Despite the quarterly decline in net production profits, lenders had the most profitable fourth quarter since 2012, the MBA says.
What’s more, the decrease was in keeping with seasonal cycles.
“Typically, the second and third quarters perform better than the first and fourth quarters, and last year was no different,” says Marina Walsh, vice president of industry analysis for the MBA, in a statement. “A combination of higher per-loan production expenses and lower secondary marketing income affected quarterly profitability. Firms added approximately 10 percent more employees last quarter, and slowing rate locks towards the end of the year led to less secondary marketing.”
Eighty-four percent of the lenders and servicers surveyed said they were profitable in the fourth quarter.
The average pre-tax production profit was 46 basis points (bps), down from an average net production profit of 74 bps in the third quarter.
Loan production expenses – commissions, compensation, occupancy, equipment, and other production expenses and corporate allocations – increased to $7,525 per loan in the fourth quarter, up from $7,217 per loan in the third quarter.

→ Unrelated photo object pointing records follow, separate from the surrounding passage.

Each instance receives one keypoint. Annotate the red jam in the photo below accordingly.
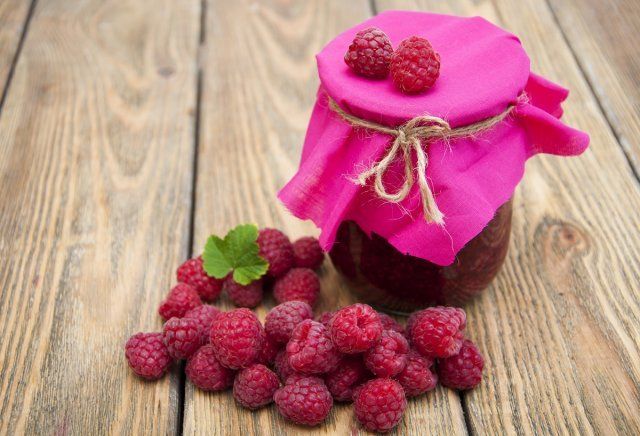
(385, 278)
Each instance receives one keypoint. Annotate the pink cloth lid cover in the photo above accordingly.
(484, 69)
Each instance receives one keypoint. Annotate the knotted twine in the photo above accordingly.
(416, 134)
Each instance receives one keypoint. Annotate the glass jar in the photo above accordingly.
(383, 277)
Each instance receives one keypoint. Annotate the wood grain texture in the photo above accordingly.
(604, 38)
(259, 85)
(96, 149)
(13, 18)
(560, 327)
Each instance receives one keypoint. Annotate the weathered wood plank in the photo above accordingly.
(13, 18)
(259, 85)
(96, 149)
(561, 325)
(601, 36)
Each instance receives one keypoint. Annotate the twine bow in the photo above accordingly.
(414, 135)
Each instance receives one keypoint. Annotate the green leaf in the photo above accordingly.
(237, 252)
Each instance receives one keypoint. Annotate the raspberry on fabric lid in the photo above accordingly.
(484, 71)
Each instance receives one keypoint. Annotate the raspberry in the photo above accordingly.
(389, 355)
(350, 373)
(417, 377)
(307, 253)
(310, 350)
(243, 296)
(325, 318)
(305, 401)
(355, 328)
(192, 273)
(380, 404)
(181, 299)
(204, 316)
(147, 355)
(237, 337)
(282, 366)
(276, 248)
(415, 65)
(268, 351)
(182, 337)
(437, 331)
(254, 386)
(464, 370)
(370, 53)
(389, 323)
(299, 284)
(281, 320)
(206, 372)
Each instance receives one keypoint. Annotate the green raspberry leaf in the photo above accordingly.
(237, 252)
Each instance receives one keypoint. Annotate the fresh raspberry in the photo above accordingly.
(254, 386)
(282, 366)
(310, 350)
(268, 351)
(192, 273)
(237, 337)
(389, 323)
(325, 318)
(304, 401)
(415, 65)
(206, 372)
(282, 319)
(349, 374)
(464, 370)
(389, 355)
(276, 249)
(380, 404)
(181, 299)
(147, 355)
(299, 284)
(417, 377)
(370, 53)
(204, 316)
(437, 331)
(307, 253)
(182, 337)
(241, 295)
(355, 328)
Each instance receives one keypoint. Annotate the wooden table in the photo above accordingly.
(130, 130)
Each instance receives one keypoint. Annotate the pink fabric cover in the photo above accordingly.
(484, 69)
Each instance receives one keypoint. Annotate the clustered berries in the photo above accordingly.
(301, 363)
(414, 65)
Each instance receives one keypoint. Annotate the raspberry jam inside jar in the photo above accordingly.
(412, 192)
(385, 278)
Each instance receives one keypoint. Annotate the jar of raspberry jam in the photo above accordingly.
(412, 192)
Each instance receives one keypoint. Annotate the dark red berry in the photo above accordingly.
(181, 299)
(182, 337)
(254, 386)
(147, 355)
(192, 273)
(237, 337)
(206, 372)
(355, 328)
(380, 404)
(243, 295)
(276, 249)
(370, 53)
(310, 350)
(415, 65)
(464, 370)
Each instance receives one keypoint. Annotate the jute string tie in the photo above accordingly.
(414, 135)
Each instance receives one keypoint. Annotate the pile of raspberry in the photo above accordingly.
(300, 361)
(414, 65)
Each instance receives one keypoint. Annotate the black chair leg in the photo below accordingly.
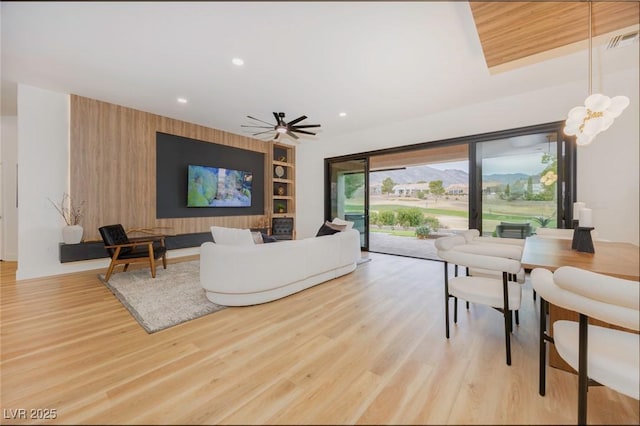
(583, 378)
(446, 298)
(455, 310)
(543, 347)
(507, 336)
(508, 318)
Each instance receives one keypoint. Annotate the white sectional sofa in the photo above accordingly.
(249, 274)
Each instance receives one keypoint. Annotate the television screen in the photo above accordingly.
(218, 187)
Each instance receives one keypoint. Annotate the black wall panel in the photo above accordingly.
(173, 156)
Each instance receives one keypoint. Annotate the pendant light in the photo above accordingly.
(598, 112)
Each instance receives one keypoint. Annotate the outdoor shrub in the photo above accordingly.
(374, 218)
(387, 217)
(432, 222)
(410, 217)
(423, 231)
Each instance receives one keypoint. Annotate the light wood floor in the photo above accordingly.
(368, 348)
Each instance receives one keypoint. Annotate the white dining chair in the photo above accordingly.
(607, 356)
(499, 291)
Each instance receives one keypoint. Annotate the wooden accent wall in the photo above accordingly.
(113, 167)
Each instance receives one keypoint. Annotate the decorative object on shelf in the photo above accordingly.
(598, 112)
(281, 127)
(71, 213)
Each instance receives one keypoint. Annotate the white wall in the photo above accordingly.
(43, 174)
(607, 170)
(8, 192)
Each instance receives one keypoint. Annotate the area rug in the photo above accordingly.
(174, 296)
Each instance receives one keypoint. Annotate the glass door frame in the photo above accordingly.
(328, 163)
(566, 154)
(566, 170)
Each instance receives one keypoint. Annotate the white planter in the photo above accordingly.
(72, 234)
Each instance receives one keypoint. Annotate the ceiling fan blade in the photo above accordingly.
(257, 119)
(261, 133)
(302, 131)
(306, 126)
(297, 120)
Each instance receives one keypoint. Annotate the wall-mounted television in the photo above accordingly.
(218, 187)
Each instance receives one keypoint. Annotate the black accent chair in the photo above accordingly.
(123, 250)
(282, 228)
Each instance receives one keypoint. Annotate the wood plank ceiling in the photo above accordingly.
(510, 31)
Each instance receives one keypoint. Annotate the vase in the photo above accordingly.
(72, 234)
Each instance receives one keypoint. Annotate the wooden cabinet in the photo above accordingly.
(283, 188)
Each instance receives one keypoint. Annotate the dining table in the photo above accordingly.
(616, 259)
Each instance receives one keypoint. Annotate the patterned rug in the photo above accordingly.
(174, 296)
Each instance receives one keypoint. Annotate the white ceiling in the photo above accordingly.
(377, 61)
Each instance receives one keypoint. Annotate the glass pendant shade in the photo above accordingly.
(597, 115)
(598, 112)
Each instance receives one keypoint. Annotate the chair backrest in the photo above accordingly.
(564, 234)
(114, 235)
(450, 250)
(513, 230)
(609, 299)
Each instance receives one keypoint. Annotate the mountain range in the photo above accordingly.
(448, 177)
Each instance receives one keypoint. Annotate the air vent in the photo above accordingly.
(622, 40)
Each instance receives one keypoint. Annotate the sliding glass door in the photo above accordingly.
(523, 184)
(507, 183)
(349, 199)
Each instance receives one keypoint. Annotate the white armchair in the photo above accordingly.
(497, 290)
(608, 356)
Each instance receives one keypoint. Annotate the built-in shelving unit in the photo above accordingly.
(283, 191)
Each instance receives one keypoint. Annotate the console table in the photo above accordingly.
(95, 249)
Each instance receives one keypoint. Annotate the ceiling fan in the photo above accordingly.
(282, 127)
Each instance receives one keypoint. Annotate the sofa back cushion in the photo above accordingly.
(232, 236)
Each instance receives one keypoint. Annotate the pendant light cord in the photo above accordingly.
(590, 53)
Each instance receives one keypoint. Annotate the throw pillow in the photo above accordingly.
(328, 228)
(231, 236)
(269, 238)
(257, 237)
(338, 221)
(335, 226)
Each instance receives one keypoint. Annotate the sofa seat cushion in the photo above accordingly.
(232, 236)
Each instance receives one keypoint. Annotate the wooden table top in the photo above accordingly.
(620, 260)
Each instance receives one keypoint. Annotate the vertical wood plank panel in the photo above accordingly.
(113, 167)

From the third quarter of 2008 to last quarter, loan production expenses have averaged $6,504 per loan.
Personnel expenses averaged $5,064 per loan in the fourth quarter, up from $4,871 per loan in the third quarter.
Average production volume was $800 million per company up from $781 million in the third quarter.
The volume by count per company averaged 2,947 loans, up from 2,880 the previous quarter.